Shiv Nadar University is pulling out all stops to attract teaching talent from the US, but will it be enough

Anjuli Bhargava 

Shiv Nadar University

To build a world-class university, you need world-class faculty. Keeping this in mind, Shiv Nadar University (SNU) is going to launch an all out recruitment drive to “lure” back Indian teachers from the United States this summer; academicians — young and old — who have built their careers teaching in university campuses across the United States but who don’t mind an opportunity to return to India and do similar work in an almost equally conducive environment. A series of advertisement campaigns will run across university towns and campuses — primarily to attract talent in the engineering and computer sciences disciplines as a start.

Nikhil Sinha, founding vice chancellor of the four-year-old institution that currently has 1,522 students enrolled in undergraduate (1,200 students) and post-graduate programmes says that people often ask him about his three greatest challenges in trying to set up a world-class, multi-disciplinary, research institution in India. “My answer is that my top challenge is finding the right faculty, my second biggest challenge is finding the right faculty and my third biggest challenge is finding the right faculty.”

What makes Sinha think he can attract professors and assistant professors from buzzing and lively university campuses and towns in the United States to the rather sleepy, remote and relatively rural Gautam Budh Nagar in Greater Noida ?

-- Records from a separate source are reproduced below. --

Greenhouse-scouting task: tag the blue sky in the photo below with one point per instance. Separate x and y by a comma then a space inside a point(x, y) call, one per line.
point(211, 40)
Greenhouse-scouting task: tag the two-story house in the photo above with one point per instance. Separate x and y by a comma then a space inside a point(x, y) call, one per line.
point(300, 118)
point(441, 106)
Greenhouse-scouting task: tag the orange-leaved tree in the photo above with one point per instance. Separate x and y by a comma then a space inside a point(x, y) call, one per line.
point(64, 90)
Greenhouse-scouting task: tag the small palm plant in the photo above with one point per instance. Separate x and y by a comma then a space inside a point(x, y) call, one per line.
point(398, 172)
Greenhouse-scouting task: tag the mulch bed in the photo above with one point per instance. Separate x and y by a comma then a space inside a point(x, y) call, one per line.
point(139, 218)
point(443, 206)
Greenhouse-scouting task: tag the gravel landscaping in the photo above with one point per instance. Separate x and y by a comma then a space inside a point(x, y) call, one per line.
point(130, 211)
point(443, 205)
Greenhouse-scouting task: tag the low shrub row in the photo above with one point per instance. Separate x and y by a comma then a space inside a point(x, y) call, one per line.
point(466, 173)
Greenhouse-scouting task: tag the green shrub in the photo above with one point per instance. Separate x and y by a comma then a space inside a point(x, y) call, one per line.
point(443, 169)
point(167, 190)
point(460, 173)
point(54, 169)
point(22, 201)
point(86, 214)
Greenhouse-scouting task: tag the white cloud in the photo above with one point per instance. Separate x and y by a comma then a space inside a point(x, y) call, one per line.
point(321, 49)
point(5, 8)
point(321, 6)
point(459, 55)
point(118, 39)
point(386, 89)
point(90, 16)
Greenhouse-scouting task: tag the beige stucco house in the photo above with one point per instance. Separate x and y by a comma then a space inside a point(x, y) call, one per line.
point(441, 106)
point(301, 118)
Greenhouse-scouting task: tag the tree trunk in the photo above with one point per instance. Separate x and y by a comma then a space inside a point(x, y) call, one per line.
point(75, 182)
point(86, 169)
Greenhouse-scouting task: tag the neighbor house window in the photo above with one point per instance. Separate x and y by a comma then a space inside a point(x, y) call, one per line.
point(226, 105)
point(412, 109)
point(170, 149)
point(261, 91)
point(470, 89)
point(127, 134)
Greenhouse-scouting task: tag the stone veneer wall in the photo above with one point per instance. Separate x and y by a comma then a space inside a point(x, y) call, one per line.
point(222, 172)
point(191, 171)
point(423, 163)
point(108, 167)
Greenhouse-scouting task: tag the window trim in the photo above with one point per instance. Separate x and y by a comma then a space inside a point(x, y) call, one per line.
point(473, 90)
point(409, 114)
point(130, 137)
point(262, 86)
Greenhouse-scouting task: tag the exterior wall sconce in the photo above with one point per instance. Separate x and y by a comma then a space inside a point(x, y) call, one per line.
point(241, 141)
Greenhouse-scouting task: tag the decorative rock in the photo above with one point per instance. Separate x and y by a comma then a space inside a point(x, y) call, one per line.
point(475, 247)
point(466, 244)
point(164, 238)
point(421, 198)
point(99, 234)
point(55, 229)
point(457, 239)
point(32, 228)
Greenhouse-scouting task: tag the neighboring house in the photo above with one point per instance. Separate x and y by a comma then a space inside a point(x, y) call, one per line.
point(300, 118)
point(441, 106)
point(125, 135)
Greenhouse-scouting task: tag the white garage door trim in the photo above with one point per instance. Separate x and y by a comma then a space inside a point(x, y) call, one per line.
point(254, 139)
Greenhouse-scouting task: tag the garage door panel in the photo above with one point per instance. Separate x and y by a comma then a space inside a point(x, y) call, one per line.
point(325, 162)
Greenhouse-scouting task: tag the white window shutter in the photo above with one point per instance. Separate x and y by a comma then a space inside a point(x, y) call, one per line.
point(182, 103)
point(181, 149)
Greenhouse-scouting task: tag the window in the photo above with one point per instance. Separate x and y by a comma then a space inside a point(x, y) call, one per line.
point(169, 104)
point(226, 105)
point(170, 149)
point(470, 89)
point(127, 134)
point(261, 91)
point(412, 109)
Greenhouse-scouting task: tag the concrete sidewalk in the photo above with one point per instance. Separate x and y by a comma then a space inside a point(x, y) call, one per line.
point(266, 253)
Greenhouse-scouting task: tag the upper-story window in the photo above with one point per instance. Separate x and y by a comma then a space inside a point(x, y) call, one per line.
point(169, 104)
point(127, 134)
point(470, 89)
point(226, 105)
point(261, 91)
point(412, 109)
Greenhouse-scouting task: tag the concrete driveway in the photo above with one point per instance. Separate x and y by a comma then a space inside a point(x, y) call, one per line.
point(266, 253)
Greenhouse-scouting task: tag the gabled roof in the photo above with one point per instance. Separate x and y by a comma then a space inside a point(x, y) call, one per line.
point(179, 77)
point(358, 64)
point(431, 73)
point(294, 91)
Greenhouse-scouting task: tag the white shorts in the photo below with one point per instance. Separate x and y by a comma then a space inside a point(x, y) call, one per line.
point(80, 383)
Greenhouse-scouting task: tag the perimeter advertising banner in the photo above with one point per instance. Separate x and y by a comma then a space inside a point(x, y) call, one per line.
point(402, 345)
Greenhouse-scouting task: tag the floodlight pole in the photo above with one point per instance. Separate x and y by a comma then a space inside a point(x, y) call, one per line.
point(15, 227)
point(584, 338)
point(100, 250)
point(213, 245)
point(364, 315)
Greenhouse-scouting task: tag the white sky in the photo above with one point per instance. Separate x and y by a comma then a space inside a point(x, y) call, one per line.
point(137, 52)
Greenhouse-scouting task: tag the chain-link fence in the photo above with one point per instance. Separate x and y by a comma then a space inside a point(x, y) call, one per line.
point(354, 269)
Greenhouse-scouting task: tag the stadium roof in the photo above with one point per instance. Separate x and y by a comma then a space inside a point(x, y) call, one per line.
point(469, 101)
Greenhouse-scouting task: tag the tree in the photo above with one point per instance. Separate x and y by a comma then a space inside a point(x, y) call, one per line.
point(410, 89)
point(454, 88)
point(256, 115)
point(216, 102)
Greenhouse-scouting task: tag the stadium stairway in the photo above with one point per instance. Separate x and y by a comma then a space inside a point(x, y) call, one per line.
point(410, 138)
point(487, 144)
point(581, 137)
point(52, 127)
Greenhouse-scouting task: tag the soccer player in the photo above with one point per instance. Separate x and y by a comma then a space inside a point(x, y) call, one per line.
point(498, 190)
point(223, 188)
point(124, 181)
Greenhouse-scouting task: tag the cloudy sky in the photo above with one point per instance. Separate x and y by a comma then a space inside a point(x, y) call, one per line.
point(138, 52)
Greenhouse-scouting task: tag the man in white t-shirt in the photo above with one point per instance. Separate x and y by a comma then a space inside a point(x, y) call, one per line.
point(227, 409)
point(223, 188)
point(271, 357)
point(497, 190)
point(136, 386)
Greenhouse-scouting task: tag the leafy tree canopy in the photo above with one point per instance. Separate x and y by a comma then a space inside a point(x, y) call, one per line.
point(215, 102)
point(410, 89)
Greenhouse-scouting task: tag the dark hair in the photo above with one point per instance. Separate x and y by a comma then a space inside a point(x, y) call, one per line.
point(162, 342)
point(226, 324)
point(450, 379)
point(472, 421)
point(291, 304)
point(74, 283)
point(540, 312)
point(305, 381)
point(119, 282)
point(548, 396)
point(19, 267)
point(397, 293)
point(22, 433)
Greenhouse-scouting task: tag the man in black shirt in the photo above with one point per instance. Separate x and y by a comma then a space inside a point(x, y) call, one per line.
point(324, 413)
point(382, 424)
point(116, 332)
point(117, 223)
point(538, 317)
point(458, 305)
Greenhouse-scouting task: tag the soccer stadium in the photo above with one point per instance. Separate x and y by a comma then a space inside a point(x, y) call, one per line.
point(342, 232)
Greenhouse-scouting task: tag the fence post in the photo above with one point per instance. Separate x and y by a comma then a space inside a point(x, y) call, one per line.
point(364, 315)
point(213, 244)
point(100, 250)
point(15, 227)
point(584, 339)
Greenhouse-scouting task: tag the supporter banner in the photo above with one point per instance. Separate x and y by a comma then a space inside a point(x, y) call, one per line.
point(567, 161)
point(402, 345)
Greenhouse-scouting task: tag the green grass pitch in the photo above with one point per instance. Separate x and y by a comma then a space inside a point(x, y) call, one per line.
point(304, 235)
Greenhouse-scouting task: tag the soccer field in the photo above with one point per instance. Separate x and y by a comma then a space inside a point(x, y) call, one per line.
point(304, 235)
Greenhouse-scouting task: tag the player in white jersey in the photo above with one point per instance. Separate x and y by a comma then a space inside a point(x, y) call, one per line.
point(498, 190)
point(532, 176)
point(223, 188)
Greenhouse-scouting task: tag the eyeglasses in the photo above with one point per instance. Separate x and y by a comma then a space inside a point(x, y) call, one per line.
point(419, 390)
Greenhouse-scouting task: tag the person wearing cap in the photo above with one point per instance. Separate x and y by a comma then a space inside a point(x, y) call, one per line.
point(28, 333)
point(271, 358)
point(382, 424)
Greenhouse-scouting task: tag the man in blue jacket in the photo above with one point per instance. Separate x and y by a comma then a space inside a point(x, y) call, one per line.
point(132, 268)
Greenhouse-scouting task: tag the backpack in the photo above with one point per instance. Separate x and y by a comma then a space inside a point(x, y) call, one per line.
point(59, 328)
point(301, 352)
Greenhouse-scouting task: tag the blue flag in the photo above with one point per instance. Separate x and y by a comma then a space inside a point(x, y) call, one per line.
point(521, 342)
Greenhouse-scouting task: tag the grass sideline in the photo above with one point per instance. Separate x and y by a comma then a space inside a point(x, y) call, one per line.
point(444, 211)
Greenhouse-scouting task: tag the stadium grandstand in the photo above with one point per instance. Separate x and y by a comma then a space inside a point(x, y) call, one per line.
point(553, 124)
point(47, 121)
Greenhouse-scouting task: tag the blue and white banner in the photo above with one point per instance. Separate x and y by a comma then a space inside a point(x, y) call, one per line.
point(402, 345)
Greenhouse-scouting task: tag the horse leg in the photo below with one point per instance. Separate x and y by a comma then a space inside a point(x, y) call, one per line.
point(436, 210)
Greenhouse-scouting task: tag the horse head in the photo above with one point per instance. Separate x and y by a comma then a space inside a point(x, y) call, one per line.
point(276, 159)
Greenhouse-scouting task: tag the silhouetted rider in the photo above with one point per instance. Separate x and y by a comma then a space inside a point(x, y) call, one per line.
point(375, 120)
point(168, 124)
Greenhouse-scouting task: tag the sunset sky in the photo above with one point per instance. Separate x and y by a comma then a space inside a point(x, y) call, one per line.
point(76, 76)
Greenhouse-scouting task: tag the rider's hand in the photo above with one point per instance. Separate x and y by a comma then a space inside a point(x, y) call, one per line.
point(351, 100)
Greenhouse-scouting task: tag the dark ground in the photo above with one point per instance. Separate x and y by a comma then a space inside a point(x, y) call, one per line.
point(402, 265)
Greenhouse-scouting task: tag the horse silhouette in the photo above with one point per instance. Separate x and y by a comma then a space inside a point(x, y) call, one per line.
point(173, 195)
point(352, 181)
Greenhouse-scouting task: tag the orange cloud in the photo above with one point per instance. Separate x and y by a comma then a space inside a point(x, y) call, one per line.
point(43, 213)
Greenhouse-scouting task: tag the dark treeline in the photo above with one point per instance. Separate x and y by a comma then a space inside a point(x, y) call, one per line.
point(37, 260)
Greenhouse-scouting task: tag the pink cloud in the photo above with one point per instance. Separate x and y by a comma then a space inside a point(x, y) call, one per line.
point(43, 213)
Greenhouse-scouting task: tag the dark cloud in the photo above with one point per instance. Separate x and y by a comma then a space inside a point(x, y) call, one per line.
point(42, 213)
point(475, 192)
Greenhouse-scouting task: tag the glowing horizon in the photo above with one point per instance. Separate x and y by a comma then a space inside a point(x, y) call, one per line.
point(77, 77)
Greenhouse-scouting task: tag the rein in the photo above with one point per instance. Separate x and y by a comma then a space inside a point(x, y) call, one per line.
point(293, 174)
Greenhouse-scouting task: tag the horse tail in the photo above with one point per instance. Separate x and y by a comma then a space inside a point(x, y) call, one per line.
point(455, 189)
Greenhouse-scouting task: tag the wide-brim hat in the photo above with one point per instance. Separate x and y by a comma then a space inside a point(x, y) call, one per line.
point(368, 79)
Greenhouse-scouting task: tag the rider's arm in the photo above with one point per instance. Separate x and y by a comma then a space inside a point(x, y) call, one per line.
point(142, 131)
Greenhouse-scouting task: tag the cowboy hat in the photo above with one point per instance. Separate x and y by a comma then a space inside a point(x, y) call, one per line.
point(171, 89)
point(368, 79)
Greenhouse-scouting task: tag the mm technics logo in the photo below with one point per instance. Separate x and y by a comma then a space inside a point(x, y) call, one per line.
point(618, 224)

He thinks he can by offering them attractive housing in the 288-acre campus, pay packages that are almost comparable with the US scales in terms of purchasing power parity, peers that will stimulate and build on the intellectual environment, generous grants that allow them to continue with their research work and above all, an opportunity to return to their own country and give back to society in a sense.

Why would they come back to SNU and not say neighbouring Sharda University, Lovely in Jalandhar, Amity in Noida, Jindal in Haryana and countless other universities that are springing up and dotting the Indian landscape. After all, almost everyone is struggling to recruit from the same tiny pie.

“Research” is his single word answer. SNU, unlike all these others, he argues, is a research-based university that will focus on new ideas and knowledge. They may not have copyrighted or patented anything as of now but his present faculty — 165 full time teachers across 20 academic departments — has collectively authored 60 books and chapters, produced 203 journal publications, 198 conference papers and delivered 139 guest lectures since 2011. And that, he believes, will be the single differentiating factor in time. “Why are no Indian universities anywhere in the global rankings ? Simply because the global rankings give heavy weightage to new research and findings, something Indian universities barely do — either due to a lack of funds or talent.”

Nikhil Sinha Vice-chancellor, Shiv Nadar University
Out of the first batch of undergraduate students, 255 sought campus placements and 198 have got jobs across the IT sector, consultancy firms and Indian corporates. Their salary ranges from Rs 3 lakh to Rs 12 lakh a year. It may not be at the level of an IIT but it’s early days yet. What the Nadars (the Shiv Nadar Foundation has invested Rs 1,000 crore so far and another Rs 2,100 crore is likely to be invested over the next five years) have set out to do is well-intentioned. Unlike many other university set-ups in India where promoters claim to be not for profit, siphon out money by handing all contracts to sister companies while keeping the main enterprise not for profit, SNU’s credibility is not under a cloud. But the audaciousness of what it has set out to do has ignited skepticism.

A former Planning Commission member says that SNU aspires to offer everything under the sun — from management and entrepreneurship, natural sciences, law, engineering and even BEd and MEd programmes eventually. “To deliver quality and deliver it across disciplines will be a challenge,” he argues.

The assumption that finding the right faculty will solve everything may be naïve. The best students always have a choice. And stacked up against the likes of Delhi university, IITs and other long established institutions in India and eventually the Ivy Leagues overseas, this may well be Sinha’s fourth biggest challenge.